Quarters coverage looks very similar to cover 2, but in quarters, the corners line up much deeper off the line of scrimmage than in cover 2, typically around eight yards or so.

A wildcard aspect of quarters coverage is the use of a nickel corner.

This corner will likely line up across from your slot receiver or tight end and play underneath zone or man-to-man. It’s always important to diagnose what type of coverage the nickelback is in by flipping or audible the play to see if the nickel follows (man) or stays put (zone).

The best way to attack quarters coverage is by taking advantage of the eight-yard gap on the outside between the corners and the line of scrimmage.

Throw quick-out routes to the sideline and utilize short hitch, stick, and curl routes to get quick and easy yards. Just make sure to keep an eye out for that pesky nickel corner.

Cover 6

Cover 6 is a hybrid defense that is difficult to identify because it uses different strategies for the left side of the field as opposed to the right side of the field.

It is a Frankenstein combination of cover 4 and cover 2.

The best way to identify the cover 6 formation is by looking for unequal depths of the cornerbacks on either side of the field.

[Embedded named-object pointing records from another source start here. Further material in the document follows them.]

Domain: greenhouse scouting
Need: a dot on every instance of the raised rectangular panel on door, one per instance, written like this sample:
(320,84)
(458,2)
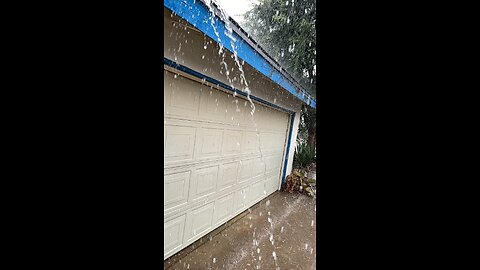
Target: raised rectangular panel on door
(247,170)
(181,97)
(271,183)
(250,142)
(209,143)
(259,168)
(213,105)
(232,142)
(241,199)
(199,221)
(228,176)
(256,191)
(223,208)
(204,182)
(179,143)
(173,231)
(175,192)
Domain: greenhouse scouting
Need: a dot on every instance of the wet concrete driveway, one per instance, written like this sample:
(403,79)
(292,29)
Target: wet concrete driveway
(277,233)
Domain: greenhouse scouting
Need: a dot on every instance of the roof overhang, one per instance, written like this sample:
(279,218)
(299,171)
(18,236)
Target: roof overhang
(198,14)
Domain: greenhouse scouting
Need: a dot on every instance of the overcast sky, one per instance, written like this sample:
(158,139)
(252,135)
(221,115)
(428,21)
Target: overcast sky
(236,8)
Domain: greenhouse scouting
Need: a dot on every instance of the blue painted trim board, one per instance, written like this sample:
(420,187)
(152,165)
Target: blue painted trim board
(199,75)
(292,118)
(197,13)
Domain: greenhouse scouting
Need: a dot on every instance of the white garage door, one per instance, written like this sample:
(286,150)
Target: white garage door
(214,168)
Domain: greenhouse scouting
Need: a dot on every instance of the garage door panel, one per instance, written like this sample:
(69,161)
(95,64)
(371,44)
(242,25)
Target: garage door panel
(205,182)
(209,142)
(213,105)
(199,221)
(179,143)
(250,142)
(214,168)
(223,208)
(247,169)
(272,141)
(232,142)
(271,183)
(229,175)
(256,191)
(175,190)
(173,231)
(181,98)
(241,199)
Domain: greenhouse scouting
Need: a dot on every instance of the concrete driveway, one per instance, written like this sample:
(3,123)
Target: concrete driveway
(277,233)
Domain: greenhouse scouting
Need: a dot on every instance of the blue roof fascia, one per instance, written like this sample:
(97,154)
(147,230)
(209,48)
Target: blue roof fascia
(197,13)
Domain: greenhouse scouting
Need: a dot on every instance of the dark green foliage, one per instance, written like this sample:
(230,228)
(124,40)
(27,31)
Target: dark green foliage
(307,127)
(304,156)
(277,26)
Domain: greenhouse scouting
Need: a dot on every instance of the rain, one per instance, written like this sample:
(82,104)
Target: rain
(285,33)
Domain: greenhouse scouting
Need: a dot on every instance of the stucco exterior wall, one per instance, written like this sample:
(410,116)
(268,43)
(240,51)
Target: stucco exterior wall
(187,46)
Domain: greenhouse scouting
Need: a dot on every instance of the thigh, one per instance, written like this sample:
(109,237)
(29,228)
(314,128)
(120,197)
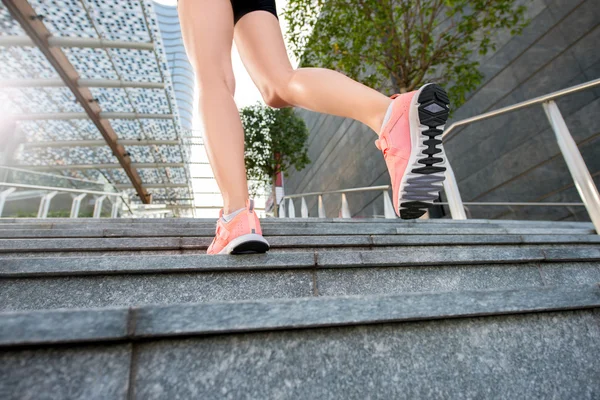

One side of the field might have a corner 8 yards deep from the line of scrimmage, while the other side has a corner up in the face of the receiver.

The good thing about cover 6 for offenses and the reason it isn’t used very much by defenses is that its asymmetric formation creates many different gaps between defenders.

On the side of the ball playing deep, you can utilize the short passes that are effective against cover four. On the side playing close to the line of scrimmage, you can use the crossing plays and slants that work well for cover 2.

You can also exploit the gaps between the underneath coverage and the safeties with corner, smash, and flood routes.